Sen. Jane Kitchel, D-Caledonia, who played a key role in negotiating the new law, argued it’s only fair to ask households to begin paying in.
“There has to be some reciprocity here between the household and their responsibilities and the publicly funded benefit,” she said.
But this latest news, which Ladmer received only days before she was told she would have to pay, has left her panicked and infuriated. She said a state worker calculated that she’ll owe about $300 a month, a third of her monthly Social Security check.
“I’m out of money now. I mean, I’m at the end of the month, and that was with the $300,” she said last week. “I don’t see how I can manage without it. I mean — I know I can’t.”
Ladmer noted that those who are eligible for vouchers until April, such as herself, qualified for the help in part because they met certain special criteria. They are elderly, receive federal disability benefits, have children, are pregnant, or are fleeing domestic violence, for example.
The state is “putting the load of handling the motels on the vulnerable people,” she said, “as if that answers the money problem, when the money problem is created by the overpayment to the motels.”
Back when the federal government was picking up the tab for the program, Vermont did, for some time, allow motels to name their price, although state officials later capped the monthly rate at $5,250. The state is now paying for the program, and the latest legislation instructs the Agency of Human Services to negotiate further reduced rates with motels.
But motel owners don’t necessarily have to accept lower rates. Ladmer, on the other hand, is now required to give a third of her income to maintain her shelter. She filed an appeal but predicted it will be an “exercise in futility.”
Ladmer’s road to the Rutland Quality Inn where she now lives with her two dogs has been long and winding.
Born in New York, Ladmer once worked as a museum administrator and, later, a horse trainer. But a chronic pain condition called complex regional pain syndrome largely took her out of the workforce in the late 1990s.

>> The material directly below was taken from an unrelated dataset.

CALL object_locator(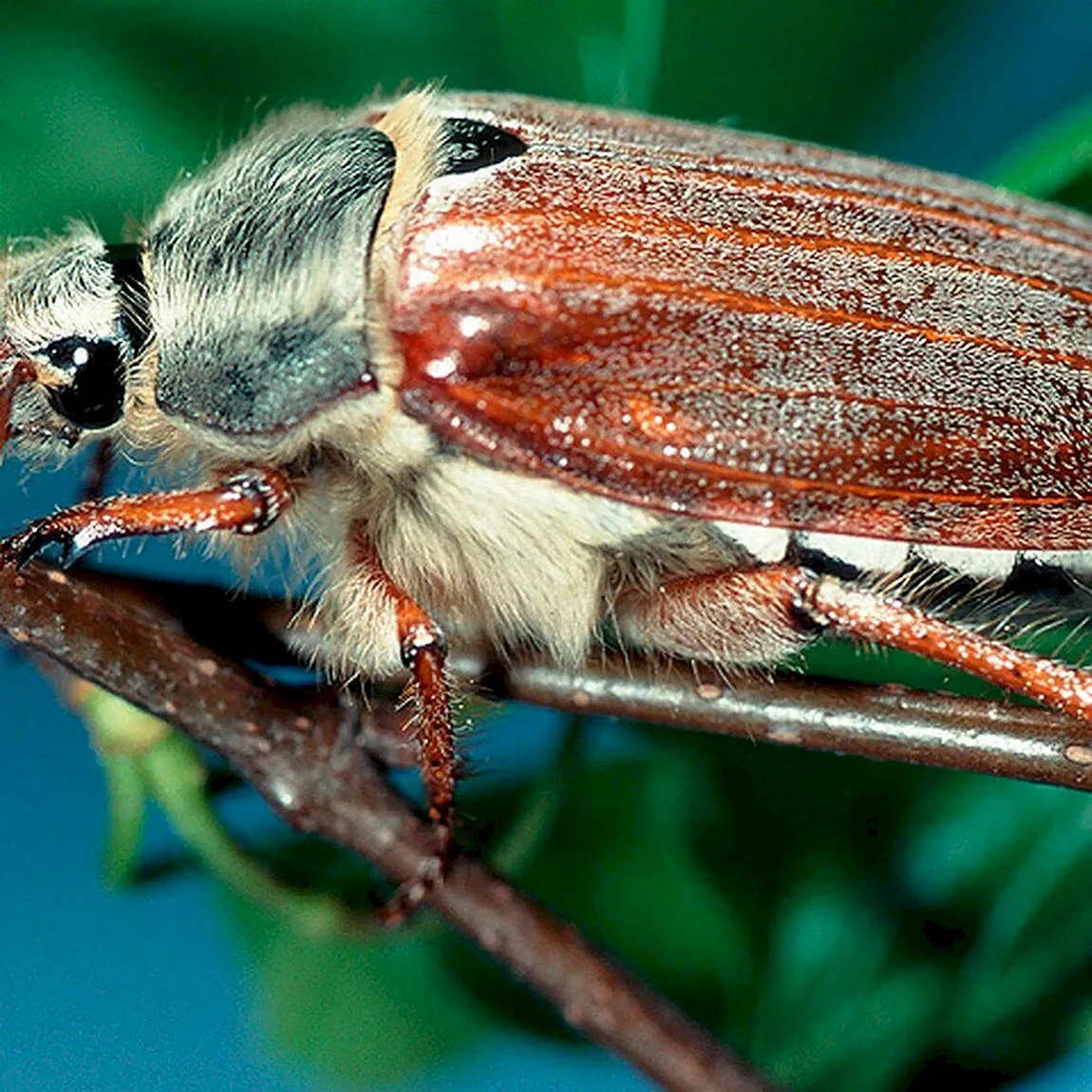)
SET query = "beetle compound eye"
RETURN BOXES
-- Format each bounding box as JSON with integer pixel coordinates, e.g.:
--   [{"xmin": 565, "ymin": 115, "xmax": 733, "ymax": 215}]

She found a doctor who helped her manage the pain through hypnosis, and, after relocating to New Hampshire, tried to find work again. But employers wouldn’t hire her, she said, because her medical condition threatened to spike their insurance premiums.

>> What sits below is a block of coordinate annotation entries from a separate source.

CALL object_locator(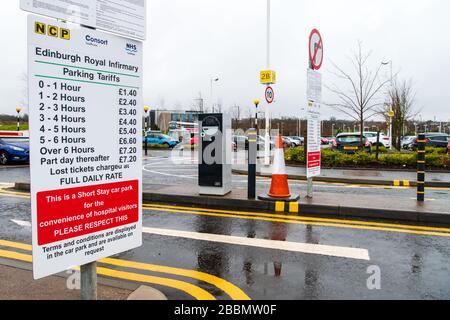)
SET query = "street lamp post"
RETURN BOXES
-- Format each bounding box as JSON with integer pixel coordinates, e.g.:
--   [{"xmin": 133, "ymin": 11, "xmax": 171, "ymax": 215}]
[
  {"xmin": 144, "ymin": 106, "xmax": 150, "ymax": 155},
  {"xmin": 209, "ymin": 78, "xmax": 219, "ymax": 113},
  {"xmin": 16, "ymin": 107, "xmax": 22, "ymax": 131},
  {"xmin": 388, "ymin": 110, "xmax": 395, "ymax": 150}
]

Struggling to finish paying off her home and property taxes, and seeing no other options, she took out a reverse mortgage — a move she said she knew was a bad deal, even at the time she made it. She tried to supplement her income by selling antiques, but couldn’t make enough, and lost the house.
“I have accomplished things in my life, many things I’m very proud of. And it’s hard now to be stripped of everything,” she said. “I thought I could get out of it.”

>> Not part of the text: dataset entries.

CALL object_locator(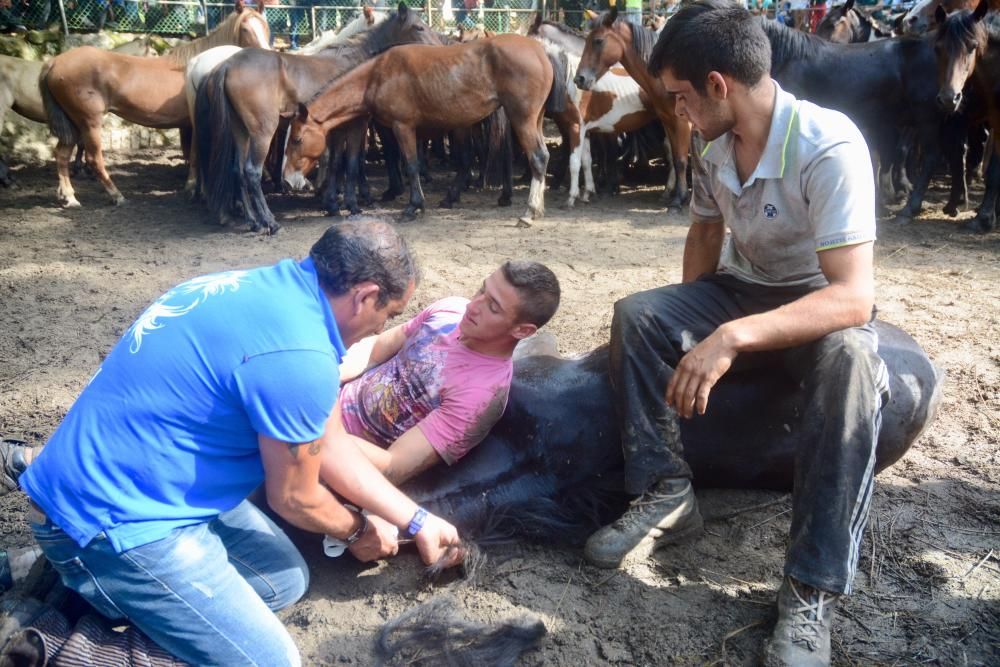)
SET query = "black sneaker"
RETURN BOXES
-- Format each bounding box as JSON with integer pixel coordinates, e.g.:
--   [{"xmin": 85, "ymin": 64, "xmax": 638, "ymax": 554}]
[
  {"xmin": 764, "ymin": 577, "xmax": 840, "ymax": 667},
  {"xmin": 583, "ymin": 478, "xmax": 703, "ymax": 569}
]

Last spring, she moved to Vermont with her dogs, attempting to make it work in an RV on land in Cavendish. But then came the fall’s cooler temperatures, and in November friends insisted she move into a local hotel, where the state was sheltering people experiencing homelessness.
Her initial plan had been to return to the camper after the winter. But it has no running water, no electricity, no sewer hookup, and no cell phone service. Still recovering from a stroke, which struck her in December and hospitalized her for nine days, Ladmer no longer thinks she could survive in the RV.
But neither does she think she can afford what the state wants her to pay. Between car payments, financing on the camper, credit card debt she took on during the move, insurance, and food, all of her money is already budgeted.
“Believe me, I tried every which way to make this thing work out. And as I’m sitting in this situation, I just wish there was some other way to make it work out because I hate this,” she said. “I truly, truly hate this.”
As she spoke to a reporter over the phone, a friend’s husband stopped by to drop off forms she needed to fill out to apply for housing and services. She paused for a moment to begin leafing through the stack of paperwork.
“God. You know, I used to write grant applications for the museum. And I swear they weren’t as involved as these applications are,” she said. “They were for a lot more money, too.”